Monthly Musing – October 2019 – Only the lonely
A recent train journey to London coincided with World Mental Health Day, which I knew nothing about until the train manager announced that every drink bought at the buffet car would be matched by a second free drink to give to someone sitting nearby so that you could start a conversation.
“How would you know that someone would want to speak to you?” asked a friend, when I told them about it later.
“How would you know they didn’t,” I countered, “unless you made the effort to speak to them in the first place?”
I don’t usually need much excuse to talk to someone and even without the assistance of a free drink, I was soon
interrogating chatting to the young lady next to me who reminded me very much of big daughter; a university student of a similar age studying the same subject, and on her way home to spend the weekend with her family. Students really have got it together these days, I thought as, confident and articulate, she told me about her course and her plans for the weekend. Soon after our conversation, we were both plugged into our headphones (I love to spend train journeys catching up with episodes of Radio 4’s In Our Time) but would catch each other’s eye and smile from time to time.
Not long later, she looked up and said, “I don’t suppose you’d have a phone charger, would you? My battery’s nearly gone and I don’t know if I’ve got enough charge to get me home.” Those of us who’ve lived without a phone know that it would be OK, but for those who haven’t, having a phone with a dead battery in a familiar place is as bad as being dropped in the desert without a map. I handed over my power brick and the lady next to me had the right charging cable. We all laughed and spoke for a few minutes, and another connection was made. I watched the student relax, knowing that she only had to ask and we would help her.
I applaud Virgin Trains for their thoughtful gesture over the drinks that day. Making connections isn’t always easy. Loneliness is said to be a bigger risk to our health than obesity, and it’s one with no visible symptoms. Whilst that might seem to be something that might only affect older people (my Dad always said that the hardest times for him living alone were after 4pm on a winter’s evening when the curtains were closed and it was just him and the TV), there is growing evidence that it’s affecting more than just the older generation – and don’t forget that one day WE will be the older generation.

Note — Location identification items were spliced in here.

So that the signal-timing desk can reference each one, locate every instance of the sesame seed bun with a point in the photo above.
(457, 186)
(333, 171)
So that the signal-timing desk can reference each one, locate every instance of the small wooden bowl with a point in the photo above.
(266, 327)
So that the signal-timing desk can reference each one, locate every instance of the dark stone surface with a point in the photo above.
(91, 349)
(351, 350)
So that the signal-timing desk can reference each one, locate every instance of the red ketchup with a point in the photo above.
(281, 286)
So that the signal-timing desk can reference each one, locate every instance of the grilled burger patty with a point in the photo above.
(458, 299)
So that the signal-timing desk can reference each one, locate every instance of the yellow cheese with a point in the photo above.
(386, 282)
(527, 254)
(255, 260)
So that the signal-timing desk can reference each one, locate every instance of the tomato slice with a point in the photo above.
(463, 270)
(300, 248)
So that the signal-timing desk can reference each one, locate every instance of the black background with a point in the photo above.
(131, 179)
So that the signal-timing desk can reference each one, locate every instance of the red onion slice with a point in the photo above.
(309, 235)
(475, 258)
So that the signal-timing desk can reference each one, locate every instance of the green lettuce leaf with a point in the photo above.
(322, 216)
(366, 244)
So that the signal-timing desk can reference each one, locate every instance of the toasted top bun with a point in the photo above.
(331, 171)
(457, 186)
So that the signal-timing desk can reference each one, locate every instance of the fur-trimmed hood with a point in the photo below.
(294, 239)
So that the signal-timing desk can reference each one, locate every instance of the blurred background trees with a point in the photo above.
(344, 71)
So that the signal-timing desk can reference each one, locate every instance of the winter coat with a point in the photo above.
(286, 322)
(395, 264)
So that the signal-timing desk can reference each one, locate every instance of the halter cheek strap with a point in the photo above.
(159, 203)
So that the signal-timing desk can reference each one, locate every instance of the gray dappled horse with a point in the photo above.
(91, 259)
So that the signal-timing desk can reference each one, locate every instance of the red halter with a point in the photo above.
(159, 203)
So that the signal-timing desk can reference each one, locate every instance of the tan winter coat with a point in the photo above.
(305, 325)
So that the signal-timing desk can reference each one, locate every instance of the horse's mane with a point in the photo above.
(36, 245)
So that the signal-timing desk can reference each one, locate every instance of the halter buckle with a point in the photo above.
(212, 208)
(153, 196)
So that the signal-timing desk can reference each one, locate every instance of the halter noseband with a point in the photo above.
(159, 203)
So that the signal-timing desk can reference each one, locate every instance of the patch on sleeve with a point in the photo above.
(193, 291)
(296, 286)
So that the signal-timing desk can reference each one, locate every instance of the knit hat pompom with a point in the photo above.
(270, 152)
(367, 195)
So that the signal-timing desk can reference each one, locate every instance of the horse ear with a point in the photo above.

It seems that although we’re more connected than ever through our phones and laptops, physical interaction is on the wane and being a sociable species, that’s affecting our health and our mental well-being – although in the right circumstances, the two can work together very successfully. That’s why I am always so delighted to see friendships forming through my Facebook groups; not only is there a reason for someone to go online and feel connected, but there’s often the opportunity to meet up offline too. A cup of coffee somewhere, a chance to sit and chat, to feel a part of something. That’s what we all want, isn’t it?
“Thank you for helping me,” said the student, as we got off the train. “I was really scared about having no phone battery, I didn’t know what I was going to do.” And there you have it. Confident and articulate, yes, but we all only show what we want people to see, and usually it’s not the part of us inside that’s scared or lonely. My family might roll their eyes but it won’t stop me speaking to people I don’t know. It’s a habit that I hope will be contagious as who knows – I might need someone to speak to me, one day.